At this point, the veteran programmer has the shakes over the computation time required for all this. Get over it and pretend other engineers work on optimizing it all later. And besides, we have an infinitely fast computer in our thought experiment; something every AI researcher could use.

It starts seeming like we can actually do this; like we can have a system that is capable of actually perceiving hand tools in a busy scene. Maybe our next step is to feed video to the program, where a camera pans across the busy scene. This time, instead of our program looking at each individual frame as a whole new scene, we start with the assumption of object persistence. In frame 1, we found the wrench. In frame 2, we search for the wrench immediately at the same place. Once we found the wrench in frame 1, we worked back down to the source image and picked out the part of the bitmap that is strongly associated with the wrench and try doing a literal bitmap match in frame 2 around the area it was in frame 1. Sure enough, we find it, perhaps just a little to the right. We assume it's the same wrench. So now, we've saved a lot of computation by doing more of a "patch match" algorithm.

Now we not only have our object isolated, but we also now have information about its movement in time and can make a prediction about where it might be in frame 3. Maybe in frame 1, we found 2 wrenches and 1 hammer. Maybe as we track each one's movement from frame to frame, we look to see if it's all consistent in such a way that suggests maybe the camera is moving or that they are all on the same table or otherwise meaningfully related to one another in their dynamics. New objects might be discovered, as well, using "learning while performing" algorithms like I described in a recent blog entry.

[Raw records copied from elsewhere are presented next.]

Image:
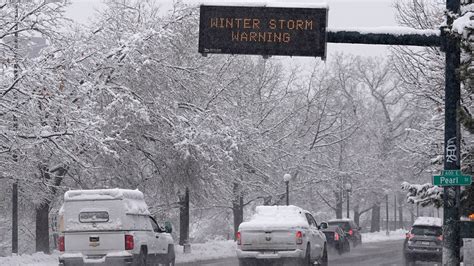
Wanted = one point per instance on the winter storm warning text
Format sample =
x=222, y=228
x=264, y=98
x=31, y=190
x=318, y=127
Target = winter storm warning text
x=259, y=30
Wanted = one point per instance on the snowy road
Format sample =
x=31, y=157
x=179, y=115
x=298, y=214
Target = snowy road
x=380, y=253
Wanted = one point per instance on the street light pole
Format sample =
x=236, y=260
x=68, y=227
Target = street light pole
x=347, y=199
x=287, y=178
x=348, y=187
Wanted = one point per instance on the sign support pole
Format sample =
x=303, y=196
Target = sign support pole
x=452, y=137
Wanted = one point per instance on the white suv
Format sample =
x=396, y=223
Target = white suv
x=111, y=227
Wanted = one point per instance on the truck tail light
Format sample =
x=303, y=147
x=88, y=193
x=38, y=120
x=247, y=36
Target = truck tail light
x=61, y=245
x=129, y=245
x=239, y=239
x=299, y=237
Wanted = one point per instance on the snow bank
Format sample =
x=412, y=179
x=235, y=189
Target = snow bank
x=429, y=221
x=276, y=216
x=382, y=236
x=36, y=259
x=207, y=251
x=464, y=22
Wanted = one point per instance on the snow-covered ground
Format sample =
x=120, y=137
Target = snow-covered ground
x=37, y=259
x=382, y=236
x=199, y=251
x=207, y=251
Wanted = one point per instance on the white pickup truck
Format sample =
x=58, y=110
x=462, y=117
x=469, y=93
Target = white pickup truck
x=281, y=233
x=111, y=227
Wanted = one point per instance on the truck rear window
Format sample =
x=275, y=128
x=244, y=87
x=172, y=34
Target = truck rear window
x=94, y=217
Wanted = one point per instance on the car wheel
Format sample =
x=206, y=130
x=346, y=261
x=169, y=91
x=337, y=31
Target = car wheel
x=247, y=262
x=355, y=242
x=306, y=261
x=324, y=260
x=142, y=257
x=347, y=246
x=408, y=261
x=171, y=255
x=341, y=248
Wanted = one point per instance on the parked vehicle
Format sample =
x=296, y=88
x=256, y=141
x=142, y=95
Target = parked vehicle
x=285, y=234
x=337, y=239
x=351, y=229
x=424, y=241
x=111, y=227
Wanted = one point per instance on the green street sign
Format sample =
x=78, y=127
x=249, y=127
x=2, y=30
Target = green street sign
x=452, y=178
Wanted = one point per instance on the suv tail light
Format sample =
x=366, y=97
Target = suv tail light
x=239, y=239
x=129, y=245
x=299, y=237
x=61, y=244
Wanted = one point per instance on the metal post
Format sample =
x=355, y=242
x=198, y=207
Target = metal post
x=347, y=199
x=16, y=69
x=15, y=218
x=386, y=208
x=452, y=138
x=395, y=212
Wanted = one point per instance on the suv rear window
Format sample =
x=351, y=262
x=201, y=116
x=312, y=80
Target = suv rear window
x=343, y=225
x=427, y=230
x=94, y=217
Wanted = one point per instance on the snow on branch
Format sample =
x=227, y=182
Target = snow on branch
x=424, y=195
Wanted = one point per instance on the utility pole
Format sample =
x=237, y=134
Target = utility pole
x=347, y=199
x=15, y=119
x=386, y=208
x=452, y=139
x=395, y=212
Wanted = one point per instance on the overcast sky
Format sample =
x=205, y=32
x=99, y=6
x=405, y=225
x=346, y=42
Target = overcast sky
x=342, y=13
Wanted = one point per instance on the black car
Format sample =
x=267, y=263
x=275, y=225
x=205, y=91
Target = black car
x=337, y=239
x=350, y=228
x=424, y=241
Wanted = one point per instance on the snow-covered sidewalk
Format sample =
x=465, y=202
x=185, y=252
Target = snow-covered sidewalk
x=199, y=251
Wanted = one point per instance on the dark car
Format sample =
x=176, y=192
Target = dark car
x=350, y=228
x=424, y=241
x=337, y=239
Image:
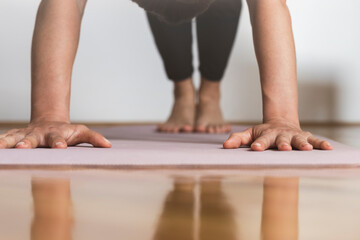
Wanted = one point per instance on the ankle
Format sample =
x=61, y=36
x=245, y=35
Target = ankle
x=209, y=91
x=184, y=90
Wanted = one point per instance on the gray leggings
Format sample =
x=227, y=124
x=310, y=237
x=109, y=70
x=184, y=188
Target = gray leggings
x=216, y=31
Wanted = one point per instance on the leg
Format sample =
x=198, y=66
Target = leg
x=216, y=30
x=174, y=45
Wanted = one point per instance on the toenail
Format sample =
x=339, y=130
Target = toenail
x=20, y=144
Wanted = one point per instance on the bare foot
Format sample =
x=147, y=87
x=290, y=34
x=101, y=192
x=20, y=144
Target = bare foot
x=208, y=113
x=183, y=112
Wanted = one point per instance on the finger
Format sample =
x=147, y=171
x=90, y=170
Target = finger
x=227, y=128
x=319, y=144
x=10, y=140
x=31, y=140
x=94, y=138
x=187, y=128
x=300, y=142
x=160, y=127
x=55, y=140
x=263, y=142
x=200, y=129
x=11, y=131
x=237, y=140
x=283, y=142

So much potential is opened up.

I don't mean to suggest this is exactly how a visual perception algorithm should work. I just loved the thought experiment and how it showed how engineers could genuinely craft a system that can truly perceive things. And it illustrates a lot of features I consider highly valuable, like learning, pattern invariance, geometric knowledge, hierarchic segmentation of objects into "parts", bottom-up and top-down processes to refine percepts, object permanence, and so on.

Now, about the code. I'll have to get back to you on that.